Dans un tout autre registre cette fois, le quintette acadien Les Hôtesses d’Hilaire, a fait durer le plaisir des 20 000 spectawteurs parisiens jusque tard dans la nuit.

Quand on leur demande de résumer leur œuvre musicale en trois mots, ils se mettent vite d’accord sur «Sexe, drogue, et politique». Il faut dire que leur dernier album, Touche-moi pas là, sorti en novembre dernier, offre un regard caustique et adopte un ton véhément envers le monde d’aujourd’hui.

Ils s’engagent d’abord sur le terrain politique canadien. «En France, les gens ont le sang chaud. Ils descendent dans la rue. Les choses se disent. Nous, les Canadiens, on est moins dynamiques. Tout le monde est heureux. On se satisfait du court-terme sans regarder plus loin. Nous avons écrit des chansons pour dénoncer les politiques de Stephen Harper et de David Alward, qui entretenaient nos dépendances aux industries pétrolières.»

Mais, ils prennent aussi une position franche dans le débat linguistique avec la chanson Super Chiac Baby. «En vérité, il faut se battre pour sa langue. Les francophones sont minoritaires au Canada. Nous devons être fiers de notre langue. Les anglophones n’aiment pas les francophones et vice et versa. Tout le monde le sait. Le français ça s’apprend, l’anglais ça s’attrape.»

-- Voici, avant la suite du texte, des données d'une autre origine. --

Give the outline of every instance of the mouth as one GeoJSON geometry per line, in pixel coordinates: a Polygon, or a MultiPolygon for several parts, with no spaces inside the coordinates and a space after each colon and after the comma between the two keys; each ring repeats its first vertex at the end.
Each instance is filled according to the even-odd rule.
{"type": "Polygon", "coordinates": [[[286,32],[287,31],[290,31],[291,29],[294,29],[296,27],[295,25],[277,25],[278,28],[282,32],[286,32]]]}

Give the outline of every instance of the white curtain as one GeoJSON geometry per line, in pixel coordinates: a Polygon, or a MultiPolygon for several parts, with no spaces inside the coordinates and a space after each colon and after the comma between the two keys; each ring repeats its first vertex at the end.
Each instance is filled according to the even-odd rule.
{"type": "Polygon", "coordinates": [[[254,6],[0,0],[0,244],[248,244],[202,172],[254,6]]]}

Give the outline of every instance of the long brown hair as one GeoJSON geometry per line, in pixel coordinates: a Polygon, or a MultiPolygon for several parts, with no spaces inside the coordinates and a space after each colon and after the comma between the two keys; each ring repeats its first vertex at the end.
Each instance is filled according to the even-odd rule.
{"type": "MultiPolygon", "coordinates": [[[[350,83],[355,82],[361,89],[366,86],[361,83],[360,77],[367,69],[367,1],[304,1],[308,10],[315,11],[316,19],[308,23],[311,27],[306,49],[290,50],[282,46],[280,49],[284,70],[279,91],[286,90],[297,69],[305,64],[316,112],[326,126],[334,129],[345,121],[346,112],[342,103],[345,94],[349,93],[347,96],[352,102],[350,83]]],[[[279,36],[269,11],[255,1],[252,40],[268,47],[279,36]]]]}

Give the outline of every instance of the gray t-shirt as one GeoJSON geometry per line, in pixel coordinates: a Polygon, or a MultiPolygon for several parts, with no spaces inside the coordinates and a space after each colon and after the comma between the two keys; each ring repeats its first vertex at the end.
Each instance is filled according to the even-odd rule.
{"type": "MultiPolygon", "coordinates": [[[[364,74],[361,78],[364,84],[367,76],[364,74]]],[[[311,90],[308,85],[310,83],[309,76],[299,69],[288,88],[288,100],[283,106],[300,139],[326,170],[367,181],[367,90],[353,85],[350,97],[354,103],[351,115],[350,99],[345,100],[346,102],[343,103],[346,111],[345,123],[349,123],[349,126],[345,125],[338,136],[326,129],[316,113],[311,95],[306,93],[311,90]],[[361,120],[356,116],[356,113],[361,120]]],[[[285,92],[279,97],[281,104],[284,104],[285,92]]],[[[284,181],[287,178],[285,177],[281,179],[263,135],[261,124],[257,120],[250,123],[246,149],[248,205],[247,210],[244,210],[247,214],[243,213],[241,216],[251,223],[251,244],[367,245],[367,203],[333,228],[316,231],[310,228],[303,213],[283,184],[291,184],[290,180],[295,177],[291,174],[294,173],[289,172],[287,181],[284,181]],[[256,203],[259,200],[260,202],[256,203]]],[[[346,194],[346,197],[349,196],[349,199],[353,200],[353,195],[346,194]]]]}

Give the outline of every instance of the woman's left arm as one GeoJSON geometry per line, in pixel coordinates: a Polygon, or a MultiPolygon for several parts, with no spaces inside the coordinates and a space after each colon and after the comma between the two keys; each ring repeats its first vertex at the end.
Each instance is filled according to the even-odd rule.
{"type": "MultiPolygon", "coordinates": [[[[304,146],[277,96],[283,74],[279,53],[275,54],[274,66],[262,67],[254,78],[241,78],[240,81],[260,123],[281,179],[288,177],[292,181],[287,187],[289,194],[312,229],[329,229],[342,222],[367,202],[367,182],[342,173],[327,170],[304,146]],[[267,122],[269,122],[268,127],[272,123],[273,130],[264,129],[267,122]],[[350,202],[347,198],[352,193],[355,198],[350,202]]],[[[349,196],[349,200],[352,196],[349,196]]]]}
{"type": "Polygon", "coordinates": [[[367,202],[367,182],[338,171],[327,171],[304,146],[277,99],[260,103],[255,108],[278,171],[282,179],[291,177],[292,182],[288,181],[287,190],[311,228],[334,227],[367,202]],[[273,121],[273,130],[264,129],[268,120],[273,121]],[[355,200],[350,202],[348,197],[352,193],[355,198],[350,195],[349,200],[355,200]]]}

Ils sont déjà de retour au Canada pour une tournée estivale chargée qui s’arrêtera à Sudbury le 9 juillet prochain.

Quels que soient les débats, quelles que soient les différences d’opinions, le public parisien a pu savourer cette soirée pleine de décibels mettant à l’honneur la scène culturelle d’un pays festif, riche en diversité, et en multiculturalisme.